Q: What does the distinction mean for European countries?
A: Refugees are entitled to basic protections under the 1951 convention and other international agreements. Once in Europe, refugees can apply for political asylum or another protected status, sometimes temporary. By law, refugees cannot be sent back to countries where their lives would be in danger.
“One of the most fundamental principles laid down in international law is that refugees should not be expelled or returned to situations where their life and freedom would be under threat,” the refugee agency said Thursday.
Q: Who is a migrant?
A: Anyone moving from one country to another is considered a migrant unless the person is specifically fleeing war or persecution. Migrants may be fleeing poverty, or they may be well-off and merely seeking better opportunities, or may be moving to join relatives who have gone before them. There is an emerging debate about whether migrants fleeing their homes because of the effects of climate change — the desertification of the Sahel region, for example, or the sinking of coastal islands in Bangladesh — ought to be reclassified as refugees.
Q: Are migrants treated differently from refugees?
A: Countries are free to deport migrants who arrive without legal papers, which they cannot do with refugees under the 1951 convention. So it is not surprising that many politicians in Europe prefer to refer to everyone fleeing to the continent as migrants.

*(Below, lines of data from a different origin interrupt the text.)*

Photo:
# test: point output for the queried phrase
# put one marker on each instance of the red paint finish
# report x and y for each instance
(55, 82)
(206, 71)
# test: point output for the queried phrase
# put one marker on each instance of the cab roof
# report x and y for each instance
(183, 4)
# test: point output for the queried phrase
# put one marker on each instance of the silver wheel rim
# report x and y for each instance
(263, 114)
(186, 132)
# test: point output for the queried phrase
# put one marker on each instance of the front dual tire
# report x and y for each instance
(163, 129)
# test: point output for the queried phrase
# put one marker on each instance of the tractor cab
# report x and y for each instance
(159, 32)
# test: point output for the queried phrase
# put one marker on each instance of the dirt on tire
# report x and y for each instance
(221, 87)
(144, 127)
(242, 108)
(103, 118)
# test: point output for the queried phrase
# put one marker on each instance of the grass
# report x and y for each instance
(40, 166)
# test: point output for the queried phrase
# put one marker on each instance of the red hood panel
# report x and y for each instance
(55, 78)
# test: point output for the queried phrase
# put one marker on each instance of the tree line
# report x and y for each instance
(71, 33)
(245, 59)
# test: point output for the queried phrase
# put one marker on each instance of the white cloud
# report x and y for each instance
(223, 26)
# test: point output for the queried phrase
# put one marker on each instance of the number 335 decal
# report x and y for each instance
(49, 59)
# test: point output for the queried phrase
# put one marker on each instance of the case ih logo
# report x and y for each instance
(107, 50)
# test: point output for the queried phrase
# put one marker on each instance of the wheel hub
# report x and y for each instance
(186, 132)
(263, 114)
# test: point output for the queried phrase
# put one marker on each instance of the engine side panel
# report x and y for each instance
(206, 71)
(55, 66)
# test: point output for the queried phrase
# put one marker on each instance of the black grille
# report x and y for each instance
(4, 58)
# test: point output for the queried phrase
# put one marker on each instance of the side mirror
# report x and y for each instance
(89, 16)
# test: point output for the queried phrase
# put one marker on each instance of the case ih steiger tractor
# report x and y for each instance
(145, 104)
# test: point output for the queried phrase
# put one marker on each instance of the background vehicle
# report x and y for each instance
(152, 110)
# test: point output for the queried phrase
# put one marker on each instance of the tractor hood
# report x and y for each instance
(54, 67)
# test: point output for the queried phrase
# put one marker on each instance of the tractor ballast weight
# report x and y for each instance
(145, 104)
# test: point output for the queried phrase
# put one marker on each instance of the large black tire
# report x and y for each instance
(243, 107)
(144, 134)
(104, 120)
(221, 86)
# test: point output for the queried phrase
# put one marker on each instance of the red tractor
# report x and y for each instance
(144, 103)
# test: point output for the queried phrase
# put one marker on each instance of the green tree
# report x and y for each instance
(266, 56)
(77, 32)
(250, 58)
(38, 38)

Q: Which term applies to the flood of people reaching Europe now?
A: The U.N. refugee agency says most of them are refugees, though some are considered migrants.
“The majority of people arriving this year in Italy and Greece, especially, have been from countries mired in war or which otherwise are considered to be ‘refugee-producing,’ and for whom international protection is needed,” the refugee agency said. “However, a smaller proportion is from elsewhere, and for many of these individuals, the term ‘migrant’ would be correct.”
Human traffickers make no such distinctions; refugees and migrants are often jammed into the same rickety boats for the crossing.
Q: How does the United States see the issue?
A: Admitting refugees is different in the United States. The State Department vets a select number of people — lately, about 70,000 a year — and admits them as refugees. Others who arrive in the country without legal papers can apply for political asylum; in that case, an immigration judge decides the merits of their claim.